A cerimônia reuniu familiares, professores e representantes de instituições ligadas à educação e ao bem-estar social. Além da entrega de certificados, o evento celebrou histórias marcadas pela persistência e pelo desejo de conquistar um direito negado durante a infância.
Entre elas está a de Maria Alaíde dos Santos, de 62 anos. Ela lembra que iniciou as aulas com receio, mas afirma que o aprendizado transformou sua maneira de enxergar a vida. "Hoje minha mente está outra. Sou muito grata a Deus e a esse projeto, que foi até o nosso bairro para ajudar pessoas como eu. Espero que ele continue e alcance ainda mais comunidades", disse.
Aos 63 anos, Maria José da Silva também vê a alfabetização como um ponto de partida. Além de aprender a ler e escrever, ela comemora os primeiros passos na matemática. "Aprendi a ler, escrever e somar. Gostaria que esse projeto não parasse, porque ainda tem muita gente precisando dessa oportunidade", afirmou.

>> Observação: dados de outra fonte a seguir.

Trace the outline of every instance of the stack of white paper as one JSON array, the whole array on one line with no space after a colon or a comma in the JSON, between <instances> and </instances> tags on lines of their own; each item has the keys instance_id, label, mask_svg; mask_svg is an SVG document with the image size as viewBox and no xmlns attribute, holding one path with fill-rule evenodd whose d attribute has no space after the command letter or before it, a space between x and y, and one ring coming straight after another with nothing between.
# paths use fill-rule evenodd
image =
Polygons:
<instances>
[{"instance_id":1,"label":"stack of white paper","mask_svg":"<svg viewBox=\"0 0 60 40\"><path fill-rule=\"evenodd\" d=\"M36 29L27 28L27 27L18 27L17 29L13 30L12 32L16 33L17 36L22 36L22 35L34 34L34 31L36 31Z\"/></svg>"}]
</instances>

A emoção também marcou o discurso de Jocileide Barbosa Andrade, de 54 anos. Ela interrompeu os estudos para cuidar da família e, ao retornar à sala de aula, reencontrou conhecimentos que julgava perdidos. "Quando voltei, relembrei as letrinhas, aprendi outras. Hoje consigo ir para qualquer lugar, tudo muda", relatou.
Por trás dessas conquistas está o trabalho de educadores que decidiram aproximar a escola da comunidade. Professora de uma das turmas do bairro Novo Horizonte, Jaciara Alves dos Santos transformou a garagem de casa em sala de aula para receber 15 mulheres da vizinhança.
"Algumas não sabiam nem assinar o próprio nome. Hoje já trocaram os documentos e passaram a assinar em vez de colocar a digital. Isso é muito gratificante. Sempre dizia para elas que nunca é tarde para aprender e que, enquanto há vida, há esperança", contou.
Segundo a gerente da Educação de Jovens e Adultos da rede municipal, Rita Rezende, esta foi a primeira edição do Programa Brasil Alfabetizado em dez anos no município. As turmas foram implantadas em comunidades rurais e bairros periféricos para ampliar o acesso à alfabetização e permitir que os participantes prossigam na Educação de Jovens e Adultos.
Para muitos dos novos alfabetizados, a cerimônia representou apenas o início de uma nova etapa. Depois de décadas convivendo com limitações impostas pelo analfabetismo, eles deixam a sala de aula com novos planos, maior autonomia e a expectativa de continuar estudando. Afinal, como repetia a professora Jaciara durante as aulas, "nunca é tarde para aprender".